Bu hikâyede adı geçen yerlerin ve insanların hepsi hayal
ürünüdür. Bahsedilen yerler hiçbir coğrafi haritada
bulunmaz, insanlarınsa hiçbiri dünyanın herhangi bir yerinde
yaşamamıştır. Onları gerçekmiş gibi sevdiğim için bunu
söylemek beni üzüyor.

Annemi doktora götürmüştüm; General Sartorio’ya ait korunun yanından geçip, Bottiglia’ların villasının yosun tutmuş yüksek duvarını izleyen patikadan eve dönüyorduk.

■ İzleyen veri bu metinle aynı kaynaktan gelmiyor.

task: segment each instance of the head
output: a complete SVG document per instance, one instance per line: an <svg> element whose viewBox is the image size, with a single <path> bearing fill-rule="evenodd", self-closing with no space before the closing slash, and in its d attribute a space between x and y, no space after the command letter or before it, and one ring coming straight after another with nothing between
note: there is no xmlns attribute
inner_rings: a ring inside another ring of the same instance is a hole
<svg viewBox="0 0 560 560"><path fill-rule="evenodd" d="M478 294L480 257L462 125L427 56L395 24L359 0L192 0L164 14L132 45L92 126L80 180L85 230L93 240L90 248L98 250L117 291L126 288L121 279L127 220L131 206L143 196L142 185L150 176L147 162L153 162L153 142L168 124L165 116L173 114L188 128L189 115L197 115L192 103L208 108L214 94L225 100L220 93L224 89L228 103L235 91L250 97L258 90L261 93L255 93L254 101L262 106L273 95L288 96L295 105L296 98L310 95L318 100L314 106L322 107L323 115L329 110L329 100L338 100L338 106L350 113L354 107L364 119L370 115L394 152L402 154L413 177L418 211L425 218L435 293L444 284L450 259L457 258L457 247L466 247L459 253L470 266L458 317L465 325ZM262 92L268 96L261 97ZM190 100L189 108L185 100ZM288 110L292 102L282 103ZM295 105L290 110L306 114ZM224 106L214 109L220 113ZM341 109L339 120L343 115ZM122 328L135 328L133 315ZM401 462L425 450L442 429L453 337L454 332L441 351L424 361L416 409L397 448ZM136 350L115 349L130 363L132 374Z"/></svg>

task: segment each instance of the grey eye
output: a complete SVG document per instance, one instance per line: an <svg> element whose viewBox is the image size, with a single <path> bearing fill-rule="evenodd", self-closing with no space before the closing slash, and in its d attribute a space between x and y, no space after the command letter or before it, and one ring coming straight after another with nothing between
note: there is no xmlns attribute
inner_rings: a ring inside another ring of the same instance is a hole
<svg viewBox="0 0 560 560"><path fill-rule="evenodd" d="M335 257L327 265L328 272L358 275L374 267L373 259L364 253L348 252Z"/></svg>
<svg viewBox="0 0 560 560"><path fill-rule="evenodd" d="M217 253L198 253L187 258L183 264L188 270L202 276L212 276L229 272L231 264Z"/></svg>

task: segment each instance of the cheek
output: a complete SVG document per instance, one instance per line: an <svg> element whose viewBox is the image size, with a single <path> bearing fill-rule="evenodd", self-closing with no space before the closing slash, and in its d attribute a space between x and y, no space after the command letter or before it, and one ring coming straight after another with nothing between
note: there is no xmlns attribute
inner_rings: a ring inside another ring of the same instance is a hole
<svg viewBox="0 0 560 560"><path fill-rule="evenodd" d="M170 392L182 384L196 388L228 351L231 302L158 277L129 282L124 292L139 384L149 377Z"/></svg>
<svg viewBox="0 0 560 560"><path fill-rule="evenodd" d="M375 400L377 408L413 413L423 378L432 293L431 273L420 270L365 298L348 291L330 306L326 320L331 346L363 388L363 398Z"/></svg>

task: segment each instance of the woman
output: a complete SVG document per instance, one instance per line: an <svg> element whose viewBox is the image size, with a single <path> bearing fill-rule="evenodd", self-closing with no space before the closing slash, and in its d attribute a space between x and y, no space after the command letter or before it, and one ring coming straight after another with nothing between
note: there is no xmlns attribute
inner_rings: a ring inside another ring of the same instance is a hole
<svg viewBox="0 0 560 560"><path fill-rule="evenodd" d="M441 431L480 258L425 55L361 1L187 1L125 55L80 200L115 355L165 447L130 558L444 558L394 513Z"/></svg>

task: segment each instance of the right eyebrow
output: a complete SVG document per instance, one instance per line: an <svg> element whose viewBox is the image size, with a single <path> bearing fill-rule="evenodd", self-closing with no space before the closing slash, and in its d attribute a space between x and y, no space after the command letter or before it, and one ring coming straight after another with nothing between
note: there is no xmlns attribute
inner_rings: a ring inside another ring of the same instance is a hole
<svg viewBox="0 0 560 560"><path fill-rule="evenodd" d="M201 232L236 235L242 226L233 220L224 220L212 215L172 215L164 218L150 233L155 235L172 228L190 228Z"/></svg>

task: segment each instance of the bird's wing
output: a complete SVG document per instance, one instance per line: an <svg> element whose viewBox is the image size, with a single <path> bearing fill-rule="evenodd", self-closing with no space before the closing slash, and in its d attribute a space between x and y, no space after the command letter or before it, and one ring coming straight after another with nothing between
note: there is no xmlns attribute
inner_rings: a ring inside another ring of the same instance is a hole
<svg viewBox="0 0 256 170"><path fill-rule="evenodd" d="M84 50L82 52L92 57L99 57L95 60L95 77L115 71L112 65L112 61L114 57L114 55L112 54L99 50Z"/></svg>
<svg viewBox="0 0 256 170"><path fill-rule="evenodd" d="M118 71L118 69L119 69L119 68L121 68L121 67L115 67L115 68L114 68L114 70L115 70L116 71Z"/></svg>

Ekim ayıydı, hava soğumaya başlamıştı; arkamızda kalan kasabanın sokak lambaları yavaş yavaş yanmaya başlamıştı. Concordia Oteli’nin mavi karpuz lambası ıssız meydanı mat bir ışıkla aydınlatmıştı.
Annem,“Boğazımda sanki bir yumru var. Yutkununca acıyor,” dedi.
“İyi akşamlar general.”
General Sartorio, gözünde monokl, tasmasından tuttuğu köpeğiyle yanımızdan geçerken, kıvırcık kır saçlarını örten şapkasını hafifçe kaldırmıştı.
Annem, “Yaşına rağmen hâlâ ne güzel saçları var,” dedi.
“Köpek de ne kadar çirkinleşmiş, gördün mü?” diye ekledi.
“Şu anda boğazımda bir sirke tadı var. O düğüm de hâlâ acı veriyor.”
“Tansiyonumu neden yüksek buldu? Benim tansiyonum hep düşüktür.”
“Gigi, iyi akşamlar.”
Omzunda beyaz Montgomery ceketiyle General Santorio’nun oğlu geçmişti yanımızdan; bir kolunda peçeteyle örtülmüş bir salata kâsesi vardı, diğer koluysa alçıda olduğu için askıdaydı.
Annem, “Çok kötü düşmüş. Bakalım kolunu eskisi gibi kullanabilecek mi? O salata kâsesinde ne vardı acaba?”dedi.
Sonra, “Belli ki bir parti var. Muhtemelen Terenzi’lerde. Her giden bir şey götürüyor. Artık çoğu insan böyle yapıyor,” dedi.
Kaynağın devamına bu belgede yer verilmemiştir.